Salah satu kebijakan Jokowi yang dianggap sebagai langkah untuk mengurangi KKN adalah penerapan sistem digitalisasi dalam pelayanan publik dan pemerintahan. Digitalisasi bertujuan untuk meningkatkan transparansi, mengurangi interaksi langsung antara masyarakat dengan pegawai pemerintah, serta meminimalisir kemungkinan terjadinya suap atau kolusi. Beberapa layanan publik, seperti e-budgeting, e-procurement, dan e-tax, diimplementasikan untuk memastikan bahwa proses administrasi dilakukan dengan lebih transparan.
Namun penerapan sistem digital ini masih mengatasi banyak kendala di lapangan. Di sejumlah daerah, infrastruktur untuk mendukung digitalisasi masih minim, dan sumber daya manusia belum sepenuhnya siap untuk beradaptasi dengan sistem baru ini. Selain itu, penerapan digitalisasi tidak serta merta menghilangkan praktik kolusi dan korupsi, karena masih ditemukan kasus manipulasi data dan disebabkan oleh sistem oleh oknum tertentu. Dengan kata lain, meskipun digitalisasi adalah langkah positif, upaya ini memerlukan pengawasan ketat agar benar-benar efektif dalam mengurangi KKN .
Bisakah Negara Kita Lepas dari Bayang-bayang KKN?
Di sisa masa jabatannya, Jokowi menghadapi tantangan besar untuk membuktikan bahwa pemerintahannya benar-benar berkomitmen dalam anggota KKN. Banyak pihak berharap bahwa langkah-langkah yang diambil pemerintah tidak hanya sebatas simbolis, tetapi juga menghasilkan perubahan nyata di lapangan. Selain itu, keterlibatan masyarakat dan lembaga swadaya masyarakat dalam pengawasan pemerintahan perlu ditingkatkan agar masyarakat dapat berperan aktif dalam mengawasi penyelenggaraan pemerintahan. Keterbukaan data dan transparansi adalah kunci utama untuk menciptakan pemerintahan yang bersih dan bebas dari KKN. Pemerintah perlu memberikan akses yang lebih luas kepada masyarakat terhadap informasi mengenai penggunaan anggaran, pelaksanaan proyek, dan proses tender. Langkah ini akan membantu masyarakat dalam mengawasi kinerja pemerintah dan mencegah terjadinya praktik-praktik KKN yang merugikan negara .

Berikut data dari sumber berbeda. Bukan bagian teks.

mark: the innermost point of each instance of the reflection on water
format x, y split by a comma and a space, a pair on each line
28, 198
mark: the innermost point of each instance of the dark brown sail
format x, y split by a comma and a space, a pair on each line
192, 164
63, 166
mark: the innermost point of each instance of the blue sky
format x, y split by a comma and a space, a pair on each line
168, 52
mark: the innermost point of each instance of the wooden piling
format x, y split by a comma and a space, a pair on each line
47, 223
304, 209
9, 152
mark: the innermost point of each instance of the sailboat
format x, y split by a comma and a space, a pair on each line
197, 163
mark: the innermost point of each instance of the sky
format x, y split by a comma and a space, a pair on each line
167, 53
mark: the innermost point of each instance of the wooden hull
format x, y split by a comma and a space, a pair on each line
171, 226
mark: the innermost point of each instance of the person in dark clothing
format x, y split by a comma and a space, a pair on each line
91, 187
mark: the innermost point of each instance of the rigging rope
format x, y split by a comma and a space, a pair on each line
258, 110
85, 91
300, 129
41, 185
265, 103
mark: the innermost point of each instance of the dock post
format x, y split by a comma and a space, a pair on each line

Di era pemerintahan Jokowi ini , kolusi, dan nepotisme masih menjadi masalah yang kompleks dan memerlukan perhatian serius. Meskipun berbagai upaya untuk menjadi anggota KKN, hasilnya belum sepenuhnya memenuhi harapan masyarakat. Penguatan sistem hukum, reformasi birokrasi, dan digitalisasi adalah langkah positif yang diambil pemerintah, namun tantangan untuk memastikan keberhasilan langkah-langkah ini masih sangat besar.
Jawaban dari pertanyaan mengenai keberhasilan pemerintah dalam mengatasi KKN mungkin belum sepenuhnya bisa dijawab saat ini. Meski begitu, dengan berbagai langkah yang diambil serta peran masyarakat yang semakin kritis, harapan untuk Indonesia yang bebas dari KKN tetap ada. Warisan terbesar yang bisa ditinggalkan Jokowi adalah komitmen terhadap pemerintahan yang bersih, transparan, dan bebas dari bayang-bayang KKN demi masa depan bangsa yang lebih baik.